Malta publish bill for regulating cryptocurrencies
In a space that is currently unregulated and lacking certainty for operators and investors, the Maltese Government has issued the long-awaited bill regulating cryptocurrencies and crypto exchanges.
The Regulation of VFAs and VFA Services
The proposed law which was tabled before parliament this week proposes to regulate cryptocurrencies, termed Virtual Financial Assets (VFA) and related VFA services. The concept of a VFA under Maltese law will refer to any form of digital medium recordation used as a digital medium of exchange, unit of account or store of value that excludes electronic money, financial instruments and virtual tokens. This is intended to distinguish the concept of coins such as the popular Bitcoin, Ether and Litecoin amongst others, from other virtual assets that have no utility, value or application outside a limited platform and which cannot be exchanged for funds.
In a recently issued consultation paper, the MFSA is proposing a financial instrument test to determine whether a VFA would be considered as a financial instrument and thus falling under current financial services legislation, a virtual token which falls outside the scope of the proposed law or a VFA falling under this proposed Act.
The provision of VFA services is also regulated under this new Bill. The proposed rules will cover brokers, wallet providers, asset managers, investment advisors and market makers offering services related to cryptocurrencies. These activities will be subject to a licence to be issued by the MFSA as the competent regulatory authority.
Crypto-exchanges, referred to as VFA exchanges, have also been classified as a VFA service and are thus deemed to be a licensable activity. This will, therefore, regulate those exchanges converting fiat money (such as the Euro, USD, GBP etc) to cryptocurrencies (such as Bitcoin) and vice-versa, as well as those exchanges converting one type of cryptocurrency to another.
Initial VFA Offerings
One primary element of the proposed law is the regulation of ICOs which are termed in the bill as Initial Virtual Financial Asset Offerings. The lack of regulation worldwide has allowed the market to be infiltrated by fraudulent platforms allowing seemingly legitimate entrepreneurs seeking crowdfunding to accumulate millions of investor funds only to then disappear with that money and leaving bona fide investors in the dark.
As the cryptocurrency frenzy took the world by storm and Bitcoin reached unprecedented prices late last year, this brought with it an advent of unassuming investors placing their money not only on the value of cryptocurrencies but also by funding ICOs. The Dogecoin, which is a cryptocurrency featuring the Shiba Inu dog from the “Doge” Internet meme as its logo started off as a “joke currency” in 2013 but went on to reach a $1 billion market cap in January this year.

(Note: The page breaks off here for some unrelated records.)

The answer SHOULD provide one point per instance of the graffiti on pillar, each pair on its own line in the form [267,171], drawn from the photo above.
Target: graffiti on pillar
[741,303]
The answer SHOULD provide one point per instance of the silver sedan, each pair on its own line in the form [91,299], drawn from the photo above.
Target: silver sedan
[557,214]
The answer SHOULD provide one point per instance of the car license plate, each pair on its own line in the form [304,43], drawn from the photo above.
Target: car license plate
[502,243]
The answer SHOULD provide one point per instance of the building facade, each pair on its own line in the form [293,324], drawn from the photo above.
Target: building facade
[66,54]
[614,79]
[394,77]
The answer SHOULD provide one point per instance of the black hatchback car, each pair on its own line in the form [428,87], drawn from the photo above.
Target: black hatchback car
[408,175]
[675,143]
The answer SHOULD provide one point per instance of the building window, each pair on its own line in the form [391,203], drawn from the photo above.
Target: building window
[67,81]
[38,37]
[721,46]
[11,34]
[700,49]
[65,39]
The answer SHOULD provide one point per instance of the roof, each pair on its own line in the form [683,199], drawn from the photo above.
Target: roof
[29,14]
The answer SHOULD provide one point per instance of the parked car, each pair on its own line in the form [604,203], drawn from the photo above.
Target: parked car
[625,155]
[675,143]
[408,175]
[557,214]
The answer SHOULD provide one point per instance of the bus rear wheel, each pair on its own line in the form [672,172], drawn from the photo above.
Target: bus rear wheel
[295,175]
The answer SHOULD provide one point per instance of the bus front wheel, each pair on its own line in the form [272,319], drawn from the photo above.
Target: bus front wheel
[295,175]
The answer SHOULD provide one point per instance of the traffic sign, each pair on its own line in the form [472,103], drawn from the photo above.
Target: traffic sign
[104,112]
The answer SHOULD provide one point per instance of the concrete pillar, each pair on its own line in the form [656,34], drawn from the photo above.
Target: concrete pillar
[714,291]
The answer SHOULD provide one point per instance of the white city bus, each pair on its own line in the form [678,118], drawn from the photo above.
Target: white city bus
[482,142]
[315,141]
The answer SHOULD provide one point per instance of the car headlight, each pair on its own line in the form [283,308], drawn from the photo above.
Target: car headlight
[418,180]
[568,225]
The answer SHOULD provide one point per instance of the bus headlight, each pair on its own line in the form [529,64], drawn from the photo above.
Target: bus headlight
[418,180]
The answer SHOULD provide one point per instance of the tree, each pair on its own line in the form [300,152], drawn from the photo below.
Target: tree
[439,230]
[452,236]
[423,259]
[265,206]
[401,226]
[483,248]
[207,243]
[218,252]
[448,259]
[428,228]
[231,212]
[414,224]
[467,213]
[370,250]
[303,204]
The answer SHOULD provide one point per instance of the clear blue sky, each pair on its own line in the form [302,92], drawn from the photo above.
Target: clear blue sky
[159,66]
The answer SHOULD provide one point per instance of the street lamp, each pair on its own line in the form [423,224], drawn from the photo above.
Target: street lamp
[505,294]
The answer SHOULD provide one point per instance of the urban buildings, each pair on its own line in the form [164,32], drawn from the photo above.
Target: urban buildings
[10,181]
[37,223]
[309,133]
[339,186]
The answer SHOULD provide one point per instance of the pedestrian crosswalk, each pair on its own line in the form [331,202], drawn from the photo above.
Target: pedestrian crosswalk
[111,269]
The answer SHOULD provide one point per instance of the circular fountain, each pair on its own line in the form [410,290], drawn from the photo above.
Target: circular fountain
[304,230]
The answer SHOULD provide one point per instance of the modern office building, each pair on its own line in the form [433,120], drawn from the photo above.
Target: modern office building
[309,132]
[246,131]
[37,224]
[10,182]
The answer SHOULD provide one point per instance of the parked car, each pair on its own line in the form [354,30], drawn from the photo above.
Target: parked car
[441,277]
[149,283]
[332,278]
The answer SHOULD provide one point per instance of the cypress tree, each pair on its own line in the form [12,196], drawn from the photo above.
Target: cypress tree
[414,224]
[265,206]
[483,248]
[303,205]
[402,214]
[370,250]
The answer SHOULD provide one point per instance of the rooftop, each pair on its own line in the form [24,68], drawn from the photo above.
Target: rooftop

More than $5 billion was reported to have been raised in ICOs last year; more than 10% of these funds were deemed to have been lost or stolen in hacker attacks. Furthermore, Tokendata has estimated that 46% of last year’s ICOs have already failed. Numerous media outlets claim that it comes as no surprise that many of these ICOs were doomed to fail. This news may still have come as a shock to all those investors who cumulatively invested millions into these hopeful ventures only to then find that their investment was not secured as much as they assumed it would be.
The need for regulation and investor protection is therefore paramount. The proposed law outlines the requirements when offering VFAs to the public, including obligations when presenting advertisements and ensuing liability should any statements used be misleading, inaccurate or inconsistent.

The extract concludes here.